The panel that followed, included Fahramand’s colleague, the Member of Parliament Anna Molberg and economist Christian Anton Smedshaug. They discussed sovereignty, security, and what makes a society thrive. One of Fahramand’s main conservative points regarding national security is that the military concept of the willingness to use violence, implies values to supply the inner motivation for its execution: values like, indeed, the freedom of belief and the freedom of expression. Fahramand himself, originally comes from Iran, and should know a thing or two about this. Smedshaug followed this line of reasoning, and said that we can’t simply fund the military, without a clear idea of what it is that we defend. And that is not just national borders, but values.
The next panel was perhaps the most intellectually and historically heavy one, with Icelandic professor Hannes Gissurarson leading the way. The extraordinary story of Nordic conservatism is traced back to the Viking age, when several laws were established with the aim of protecting the people from the increased power of kings and empires. Gissurarson mentioned the remarkable cohesion of civil society that all the Nordic countries have shared since time immemorial. Jacob Söderbaum followed up with a critical speech on the lengthy tenure of the social in power, such that one might even claim that they had taken over Sweden.

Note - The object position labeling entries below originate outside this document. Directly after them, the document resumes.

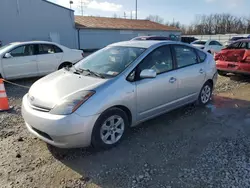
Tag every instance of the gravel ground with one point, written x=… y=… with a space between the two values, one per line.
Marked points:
x=189 y=147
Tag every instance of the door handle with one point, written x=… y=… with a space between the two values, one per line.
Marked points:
x=172 y=80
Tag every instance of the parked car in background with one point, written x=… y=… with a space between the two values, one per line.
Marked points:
x=171 y=37
x=188 y=40
x=35 y=58
x=234 y=59
x=234 y=39
x=209 y=46
x=115 y=88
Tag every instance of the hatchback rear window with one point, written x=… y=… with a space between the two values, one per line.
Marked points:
x=202 y=56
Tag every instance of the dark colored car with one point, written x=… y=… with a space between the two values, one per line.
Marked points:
x=188 y=40
x=172 y=37
x=234 y=59
x=234 y=39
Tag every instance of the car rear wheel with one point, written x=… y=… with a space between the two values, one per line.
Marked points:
x=205 y=94
x=222 y=73
x=110 y=128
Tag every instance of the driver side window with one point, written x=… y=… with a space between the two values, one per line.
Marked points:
x=159 y=60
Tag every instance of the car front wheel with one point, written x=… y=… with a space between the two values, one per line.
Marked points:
x=205 y=94
x=110 y=128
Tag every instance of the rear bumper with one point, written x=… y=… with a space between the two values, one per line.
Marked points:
x=62 y=131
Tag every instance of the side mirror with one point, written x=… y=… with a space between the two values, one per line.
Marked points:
x=148 y=73
x=7 y=55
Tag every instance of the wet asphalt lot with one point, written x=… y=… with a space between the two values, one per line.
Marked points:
x=189 y=147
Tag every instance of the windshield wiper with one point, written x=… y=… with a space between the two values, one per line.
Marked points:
x=92 y=72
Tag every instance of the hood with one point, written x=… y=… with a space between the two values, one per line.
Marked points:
x=49 y=90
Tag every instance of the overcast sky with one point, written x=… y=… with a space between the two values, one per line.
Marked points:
x=179 y=10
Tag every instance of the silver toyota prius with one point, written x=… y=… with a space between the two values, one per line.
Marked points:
x=98 y=99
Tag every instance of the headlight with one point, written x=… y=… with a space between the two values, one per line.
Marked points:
x=70 y=104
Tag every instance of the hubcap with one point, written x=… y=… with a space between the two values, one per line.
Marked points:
x=112 y=129
x=205 y=94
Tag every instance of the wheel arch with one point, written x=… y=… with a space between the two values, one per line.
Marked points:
x=125 y=109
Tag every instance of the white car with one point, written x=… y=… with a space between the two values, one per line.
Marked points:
x=35 y=58
x=210 y=46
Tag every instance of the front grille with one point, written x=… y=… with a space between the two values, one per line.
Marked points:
x=42 y=133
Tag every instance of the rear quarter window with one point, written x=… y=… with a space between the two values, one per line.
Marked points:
x=202 y=56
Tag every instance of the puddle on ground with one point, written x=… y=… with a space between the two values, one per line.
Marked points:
x=222 y=105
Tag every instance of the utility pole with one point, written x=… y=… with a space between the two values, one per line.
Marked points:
x=125 y=16
x=136 y=9
x=81 y=4
x=70 y=3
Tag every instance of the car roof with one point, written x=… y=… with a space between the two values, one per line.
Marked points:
x=32 y=42
x=142 y=44
x=243 y=40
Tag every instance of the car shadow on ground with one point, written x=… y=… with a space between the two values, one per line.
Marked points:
x=240 y=78
x=161 y=148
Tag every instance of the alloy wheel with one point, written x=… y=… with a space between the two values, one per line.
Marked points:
x=112 y=129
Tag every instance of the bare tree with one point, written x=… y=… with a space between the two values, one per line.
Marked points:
x=82 y=4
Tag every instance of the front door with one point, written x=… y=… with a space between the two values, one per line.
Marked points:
x=48 y=58
x=190 y=73
x=22 y=63
x=156 y=95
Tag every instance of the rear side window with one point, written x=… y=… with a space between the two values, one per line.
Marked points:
x=202 y=56
x=185 y=56
x=57 y=49
x=48 y=49
x=26 y=50
x=159 y=60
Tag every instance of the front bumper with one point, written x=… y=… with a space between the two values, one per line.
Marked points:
x=63 y=131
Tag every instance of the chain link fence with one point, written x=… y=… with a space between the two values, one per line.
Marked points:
x=221 y=38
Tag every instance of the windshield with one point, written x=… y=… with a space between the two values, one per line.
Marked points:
x=110 y=61
x=5 y=46
x=199 y=42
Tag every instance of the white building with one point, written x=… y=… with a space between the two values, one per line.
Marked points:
x=98 y=32
x=24 y=20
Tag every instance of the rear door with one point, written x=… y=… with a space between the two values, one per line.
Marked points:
x=190 y=72
x=49 y=57
x=22 y=63
x=156 y=95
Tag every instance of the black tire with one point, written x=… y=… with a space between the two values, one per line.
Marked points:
x=96 y=140
x=201 y=100
x=65 y=65
x=222 y=73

Once again, one could observe a certain tension in the conference; where some commentators wanted to take the discussion of the crisis of culture further and weigh the radical promise of conservatism more heavily, others wanted a more balanced and optimistic approach.
Frank Furedi, a Hungarian-Canadian academic and emeritus professor of sociology at the University of Kent and MCC Brussels, was the first speaker in the panel on academic freedom in contemporary society. Furedi spoke of how the shift had gone from the raw, classical, and direct style of education, with the Socratic method of barraging follow up questions to the student, to nearly the complete opposite in his time of teaching. He also discussed how the universities now suffer from an insidious “presentism,” with a lack of historical focus and knowledge.
In the golden days, Furedi explained, pedagogy was driven by philosophy and theology, whereas now it is driven by—who knows what? If the people that run the educational systems, Furedi claimed, do not view education as an absolute good in itself, then academic freedom is suddenly not viewed as important either. Quoting Hannah Arendt—Furedi’s favorite political philosopher—he said that education is a transfer of past ideas into the present, and this, the professor continued, encourages ideas that can lead to new experiences. We need a new conservative renaissance, a renaissance in the true sense of the word, Furedi concluded.
The final panel was dedicated to the question of the very materiality of conservatism, namely architecture, thus rounding out a highly stimulating and intellectually wide-ranging conference. Overall, Nostos II was a hopeful sign for the future of Nordic conservatism.